Set up this tank without any plants in the beginning. It initially had "river" of sand going through the middle with the sides having soil capped with pebbles I recently bought a lot of plants and don't really know what to do with them all.

Plant list:
1. Rotala Rotundifolia
2. Alternanthera reineckii Mini
3. Hygrophila polysperma
4. Ludwigia red
5. Ludwigia Repens
6. Ozelot sword
7. Jungle Val

Any tips?










Sent from my iPhone using Tapatalk


----------



## ksimdjembe (Nov 11, 2006)

Sometimes less is more. Everyone develops their own preferred sense of aqua scraping, but I am partial to the rule of thirds. In this case it might be an idea to bring many of the plants and driftwood pieces together and make an island of sorts of dense planting of most of the plants, working your way from front to back with the shorter plants in front and taller in back.

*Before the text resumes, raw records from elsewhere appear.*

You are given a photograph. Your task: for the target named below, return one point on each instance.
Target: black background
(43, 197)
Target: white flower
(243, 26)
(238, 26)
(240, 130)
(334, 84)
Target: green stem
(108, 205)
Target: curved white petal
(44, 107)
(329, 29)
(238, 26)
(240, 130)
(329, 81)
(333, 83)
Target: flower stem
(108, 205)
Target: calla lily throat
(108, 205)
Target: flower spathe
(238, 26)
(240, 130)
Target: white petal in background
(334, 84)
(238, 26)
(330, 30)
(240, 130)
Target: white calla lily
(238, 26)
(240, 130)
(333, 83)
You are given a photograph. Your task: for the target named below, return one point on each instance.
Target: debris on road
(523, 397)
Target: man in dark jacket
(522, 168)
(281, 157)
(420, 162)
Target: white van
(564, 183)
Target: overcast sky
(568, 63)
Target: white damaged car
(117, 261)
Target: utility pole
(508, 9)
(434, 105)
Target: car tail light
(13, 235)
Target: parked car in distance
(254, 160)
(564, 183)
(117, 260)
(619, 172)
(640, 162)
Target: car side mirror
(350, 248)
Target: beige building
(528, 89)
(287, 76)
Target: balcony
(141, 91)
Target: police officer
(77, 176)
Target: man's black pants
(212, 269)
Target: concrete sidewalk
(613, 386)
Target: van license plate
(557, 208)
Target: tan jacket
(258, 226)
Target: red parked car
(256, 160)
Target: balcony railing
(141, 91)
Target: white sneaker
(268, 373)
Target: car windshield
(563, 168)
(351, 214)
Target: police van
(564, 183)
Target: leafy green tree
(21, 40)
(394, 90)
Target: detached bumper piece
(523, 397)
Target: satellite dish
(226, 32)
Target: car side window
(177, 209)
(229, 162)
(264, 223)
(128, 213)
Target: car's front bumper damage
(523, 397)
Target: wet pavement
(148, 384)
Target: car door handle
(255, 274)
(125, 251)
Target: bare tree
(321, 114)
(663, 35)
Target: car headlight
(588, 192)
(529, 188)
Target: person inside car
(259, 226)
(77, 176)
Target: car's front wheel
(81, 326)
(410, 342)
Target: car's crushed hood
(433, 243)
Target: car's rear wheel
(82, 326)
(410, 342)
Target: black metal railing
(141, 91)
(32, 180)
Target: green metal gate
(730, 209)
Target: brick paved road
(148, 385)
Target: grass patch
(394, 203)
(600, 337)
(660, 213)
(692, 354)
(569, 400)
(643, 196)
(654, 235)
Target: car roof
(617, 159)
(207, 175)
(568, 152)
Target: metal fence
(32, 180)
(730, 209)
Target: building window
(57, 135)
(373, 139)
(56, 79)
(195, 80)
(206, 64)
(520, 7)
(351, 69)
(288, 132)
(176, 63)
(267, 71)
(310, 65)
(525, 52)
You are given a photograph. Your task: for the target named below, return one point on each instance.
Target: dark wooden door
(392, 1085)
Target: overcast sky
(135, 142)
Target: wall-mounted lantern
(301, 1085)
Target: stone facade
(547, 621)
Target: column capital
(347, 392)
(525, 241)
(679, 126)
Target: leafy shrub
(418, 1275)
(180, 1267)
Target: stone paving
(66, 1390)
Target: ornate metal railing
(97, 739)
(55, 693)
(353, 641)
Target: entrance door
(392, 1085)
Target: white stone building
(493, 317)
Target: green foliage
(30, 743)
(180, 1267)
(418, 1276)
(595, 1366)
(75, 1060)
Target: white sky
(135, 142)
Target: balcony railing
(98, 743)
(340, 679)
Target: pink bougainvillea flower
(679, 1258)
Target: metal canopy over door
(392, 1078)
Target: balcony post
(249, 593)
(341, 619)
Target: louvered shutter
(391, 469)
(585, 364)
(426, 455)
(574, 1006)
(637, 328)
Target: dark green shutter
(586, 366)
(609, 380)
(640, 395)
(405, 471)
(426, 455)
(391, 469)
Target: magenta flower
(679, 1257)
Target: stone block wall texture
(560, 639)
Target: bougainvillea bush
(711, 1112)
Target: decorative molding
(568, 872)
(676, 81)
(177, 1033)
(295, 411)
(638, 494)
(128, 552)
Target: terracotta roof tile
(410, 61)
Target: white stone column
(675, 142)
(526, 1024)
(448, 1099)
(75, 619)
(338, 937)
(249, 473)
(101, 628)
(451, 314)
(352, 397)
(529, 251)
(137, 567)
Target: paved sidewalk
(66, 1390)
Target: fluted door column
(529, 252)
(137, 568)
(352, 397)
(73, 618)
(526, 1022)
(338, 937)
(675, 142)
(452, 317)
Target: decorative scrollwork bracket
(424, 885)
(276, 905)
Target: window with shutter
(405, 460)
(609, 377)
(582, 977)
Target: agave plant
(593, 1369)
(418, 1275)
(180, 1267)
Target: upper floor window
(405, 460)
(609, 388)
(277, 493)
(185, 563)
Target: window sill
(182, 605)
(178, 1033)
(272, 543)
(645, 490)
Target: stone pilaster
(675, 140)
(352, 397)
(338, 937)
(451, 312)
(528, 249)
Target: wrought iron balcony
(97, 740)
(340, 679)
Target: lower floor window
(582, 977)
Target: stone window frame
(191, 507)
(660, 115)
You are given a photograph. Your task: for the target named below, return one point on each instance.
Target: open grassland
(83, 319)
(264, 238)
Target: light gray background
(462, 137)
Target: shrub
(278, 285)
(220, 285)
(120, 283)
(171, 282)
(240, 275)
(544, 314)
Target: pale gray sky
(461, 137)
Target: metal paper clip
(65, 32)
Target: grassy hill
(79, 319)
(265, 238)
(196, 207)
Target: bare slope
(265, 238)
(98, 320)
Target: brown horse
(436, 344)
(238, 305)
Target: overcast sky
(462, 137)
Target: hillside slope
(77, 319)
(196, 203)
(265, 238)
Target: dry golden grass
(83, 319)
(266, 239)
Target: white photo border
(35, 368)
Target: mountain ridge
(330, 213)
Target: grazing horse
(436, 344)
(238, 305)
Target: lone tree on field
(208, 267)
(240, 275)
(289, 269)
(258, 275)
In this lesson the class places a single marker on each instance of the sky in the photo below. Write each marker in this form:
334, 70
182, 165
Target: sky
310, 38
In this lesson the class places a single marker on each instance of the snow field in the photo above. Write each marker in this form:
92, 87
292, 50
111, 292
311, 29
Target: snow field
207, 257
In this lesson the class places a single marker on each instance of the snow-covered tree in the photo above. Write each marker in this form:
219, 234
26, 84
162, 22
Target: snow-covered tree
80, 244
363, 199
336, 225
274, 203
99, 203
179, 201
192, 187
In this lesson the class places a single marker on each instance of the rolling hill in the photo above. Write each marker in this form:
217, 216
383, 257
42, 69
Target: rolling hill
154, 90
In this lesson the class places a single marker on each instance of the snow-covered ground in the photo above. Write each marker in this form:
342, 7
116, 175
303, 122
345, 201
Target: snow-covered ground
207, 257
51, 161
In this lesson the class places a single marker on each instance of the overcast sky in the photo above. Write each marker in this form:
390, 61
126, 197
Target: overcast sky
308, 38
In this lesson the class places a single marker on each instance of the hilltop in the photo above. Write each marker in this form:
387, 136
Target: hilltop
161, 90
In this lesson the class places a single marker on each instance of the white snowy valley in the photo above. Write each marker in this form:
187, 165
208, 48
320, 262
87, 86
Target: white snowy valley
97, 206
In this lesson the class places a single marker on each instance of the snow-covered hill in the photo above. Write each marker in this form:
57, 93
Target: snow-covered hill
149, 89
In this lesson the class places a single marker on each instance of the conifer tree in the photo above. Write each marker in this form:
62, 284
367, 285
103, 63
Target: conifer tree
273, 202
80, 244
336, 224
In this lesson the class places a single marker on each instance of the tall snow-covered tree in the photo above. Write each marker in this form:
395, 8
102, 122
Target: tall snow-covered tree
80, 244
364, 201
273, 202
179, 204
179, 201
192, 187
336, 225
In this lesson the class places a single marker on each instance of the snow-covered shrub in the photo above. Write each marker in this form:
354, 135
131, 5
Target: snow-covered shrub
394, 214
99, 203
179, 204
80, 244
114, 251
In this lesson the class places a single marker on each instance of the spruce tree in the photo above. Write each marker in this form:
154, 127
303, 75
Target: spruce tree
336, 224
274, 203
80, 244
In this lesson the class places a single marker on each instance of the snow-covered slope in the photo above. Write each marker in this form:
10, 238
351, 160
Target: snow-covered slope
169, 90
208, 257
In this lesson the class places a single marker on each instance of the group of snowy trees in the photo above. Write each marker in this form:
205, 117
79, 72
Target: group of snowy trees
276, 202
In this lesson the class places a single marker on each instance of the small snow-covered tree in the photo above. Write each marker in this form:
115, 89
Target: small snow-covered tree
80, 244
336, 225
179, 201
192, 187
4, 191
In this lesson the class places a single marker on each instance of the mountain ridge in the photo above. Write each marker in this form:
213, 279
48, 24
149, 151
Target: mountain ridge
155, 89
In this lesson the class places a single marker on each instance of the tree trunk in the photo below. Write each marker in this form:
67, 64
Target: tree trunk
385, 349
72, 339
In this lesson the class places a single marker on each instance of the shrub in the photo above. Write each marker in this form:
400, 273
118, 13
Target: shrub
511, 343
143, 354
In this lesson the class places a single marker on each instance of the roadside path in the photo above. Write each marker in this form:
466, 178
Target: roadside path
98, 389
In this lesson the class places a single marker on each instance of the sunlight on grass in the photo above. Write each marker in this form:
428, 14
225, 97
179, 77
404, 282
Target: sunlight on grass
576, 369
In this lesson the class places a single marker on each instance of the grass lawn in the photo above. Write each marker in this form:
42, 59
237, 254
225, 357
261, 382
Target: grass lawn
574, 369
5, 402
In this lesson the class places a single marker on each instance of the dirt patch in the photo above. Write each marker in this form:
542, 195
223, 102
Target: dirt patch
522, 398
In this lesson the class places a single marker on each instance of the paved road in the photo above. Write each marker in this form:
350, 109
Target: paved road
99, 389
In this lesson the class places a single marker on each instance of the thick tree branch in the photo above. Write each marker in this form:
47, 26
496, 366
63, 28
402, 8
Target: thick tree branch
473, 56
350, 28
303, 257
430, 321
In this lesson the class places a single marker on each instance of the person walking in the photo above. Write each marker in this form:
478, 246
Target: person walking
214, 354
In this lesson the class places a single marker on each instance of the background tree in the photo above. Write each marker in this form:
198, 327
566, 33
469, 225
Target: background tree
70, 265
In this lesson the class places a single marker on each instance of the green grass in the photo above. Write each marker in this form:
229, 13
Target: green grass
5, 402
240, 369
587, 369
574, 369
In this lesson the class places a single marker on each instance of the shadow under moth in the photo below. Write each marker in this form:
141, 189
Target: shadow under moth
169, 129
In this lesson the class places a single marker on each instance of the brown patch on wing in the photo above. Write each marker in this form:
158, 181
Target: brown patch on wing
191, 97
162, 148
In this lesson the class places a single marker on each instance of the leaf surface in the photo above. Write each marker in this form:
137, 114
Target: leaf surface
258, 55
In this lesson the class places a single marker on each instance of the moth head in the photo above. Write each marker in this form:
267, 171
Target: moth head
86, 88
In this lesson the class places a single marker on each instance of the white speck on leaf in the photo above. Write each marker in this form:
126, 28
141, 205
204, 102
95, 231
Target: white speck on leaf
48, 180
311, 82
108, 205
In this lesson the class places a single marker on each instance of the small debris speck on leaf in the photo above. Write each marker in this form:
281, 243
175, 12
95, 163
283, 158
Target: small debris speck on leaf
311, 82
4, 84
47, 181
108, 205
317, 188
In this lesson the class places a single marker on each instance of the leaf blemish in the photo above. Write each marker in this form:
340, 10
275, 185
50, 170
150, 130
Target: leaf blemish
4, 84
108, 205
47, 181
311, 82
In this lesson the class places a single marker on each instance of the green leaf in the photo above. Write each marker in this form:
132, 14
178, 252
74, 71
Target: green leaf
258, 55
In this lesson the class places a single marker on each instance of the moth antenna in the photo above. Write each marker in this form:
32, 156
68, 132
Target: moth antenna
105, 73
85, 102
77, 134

This leaves open space and gives a nice thicket look on one side.

A photo link:
http://scapefu.com/wp-content/uploads/2014/03/no_left_branches_details.jpg

Some theory: 
http://aquascapinglove.com/basics/getting-started-aquascaping/


----------



## silent1mezzo (Jun 24, 2014)

Thanks for the article! It was really helpful. 


Sent from my iPhone using Tapatalk


----------